Originally designated the formulation of principles of interpretation that apply specifically to the Bible; the principles incorporated both the rules governing a valid reading of the biblical text, and exegesis, or commentary on the application of the meanings expressed in the text.
Typological – In typological theory, that is, the key persons, actions, and events in the Old testament are view as “figurae” which are historically real themselves, but also “prefigure” those actions, persons, and events that are similar to them in some aspect, function, or relationship.
Invective - Speech or writing that abuses, denounces, or attacks. It can be directed against a person, cause, idea, or system.
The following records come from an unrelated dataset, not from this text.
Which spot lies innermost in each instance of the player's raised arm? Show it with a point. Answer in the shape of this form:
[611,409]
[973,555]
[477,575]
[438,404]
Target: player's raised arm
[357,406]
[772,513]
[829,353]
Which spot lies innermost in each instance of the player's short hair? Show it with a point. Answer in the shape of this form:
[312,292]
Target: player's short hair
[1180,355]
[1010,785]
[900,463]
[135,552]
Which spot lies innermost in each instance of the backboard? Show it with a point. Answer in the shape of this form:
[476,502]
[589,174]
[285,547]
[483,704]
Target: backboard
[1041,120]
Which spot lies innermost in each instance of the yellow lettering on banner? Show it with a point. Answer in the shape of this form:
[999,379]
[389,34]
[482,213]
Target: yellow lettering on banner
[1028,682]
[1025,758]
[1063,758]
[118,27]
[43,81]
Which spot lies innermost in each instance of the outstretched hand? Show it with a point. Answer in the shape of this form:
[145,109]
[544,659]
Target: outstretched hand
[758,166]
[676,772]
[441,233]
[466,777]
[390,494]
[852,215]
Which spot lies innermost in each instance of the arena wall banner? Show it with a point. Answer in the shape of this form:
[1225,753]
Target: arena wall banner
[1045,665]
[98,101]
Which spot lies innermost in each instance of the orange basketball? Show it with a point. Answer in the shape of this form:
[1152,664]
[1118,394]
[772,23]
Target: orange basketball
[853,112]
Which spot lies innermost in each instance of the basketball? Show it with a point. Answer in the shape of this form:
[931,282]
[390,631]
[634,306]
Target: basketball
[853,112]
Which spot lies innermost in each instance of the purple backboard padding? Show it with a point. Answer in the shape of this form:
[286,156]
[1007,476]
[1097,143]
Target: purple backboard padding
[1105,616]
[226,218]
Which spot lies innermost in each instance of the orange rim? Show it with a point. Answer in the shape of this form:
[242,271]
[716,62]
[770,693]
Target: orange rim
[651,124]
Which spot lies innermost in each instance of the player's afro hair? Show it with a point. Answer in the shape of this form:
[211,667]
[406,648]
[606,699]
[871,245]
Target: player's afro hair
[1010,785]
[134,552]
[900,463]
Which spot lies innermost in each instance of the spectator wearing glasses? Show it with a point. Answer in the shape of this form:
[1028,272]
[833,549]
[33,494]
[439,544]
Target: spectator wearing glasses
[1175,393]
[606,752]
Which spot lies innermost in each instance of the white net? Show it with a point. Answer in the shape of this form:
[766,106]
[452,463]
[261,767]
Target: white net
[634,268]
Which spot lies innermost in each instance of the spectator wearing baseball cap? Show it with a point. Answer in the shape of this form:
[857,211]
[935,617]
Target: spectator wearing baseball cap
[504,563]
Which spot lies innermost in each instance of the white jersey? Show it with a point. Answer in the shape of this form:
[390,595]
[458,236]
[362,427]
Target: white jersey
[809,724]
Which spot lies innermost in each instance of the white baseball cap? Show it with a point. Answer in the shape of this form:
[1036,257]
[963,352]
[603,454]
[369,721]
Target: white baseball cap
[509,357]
It employs a heavy use of negative emotive language. ; vehement or violent denunciation, censure, or reproach.
I cannot but conclude the bulk of your natives to be the most pernicious race of little odious vermin that nature ever suffered to crawl upon the surface of the earth. --Jonathan Swift, Gulliver's Travels
Irony – A mode of expression, through words (verbal irony) or events (irony of situation), conveying a reality different from and usually opposite to appearance or expectation. A writer may say the opposite of what he means, create a reversal between expectation and its fulfillment, or give the audience knowledge that a character lacks, making the character's words have meaning to the audience not perceived by the character.
Local Color - the detailed representation in prose fiction of the setting, dialect, customs, dress, and ways of thinking and feeling which are distinctive of a particular region, such as Thomas Hardy’s “Wessex” or Rudyard Kipling’s India.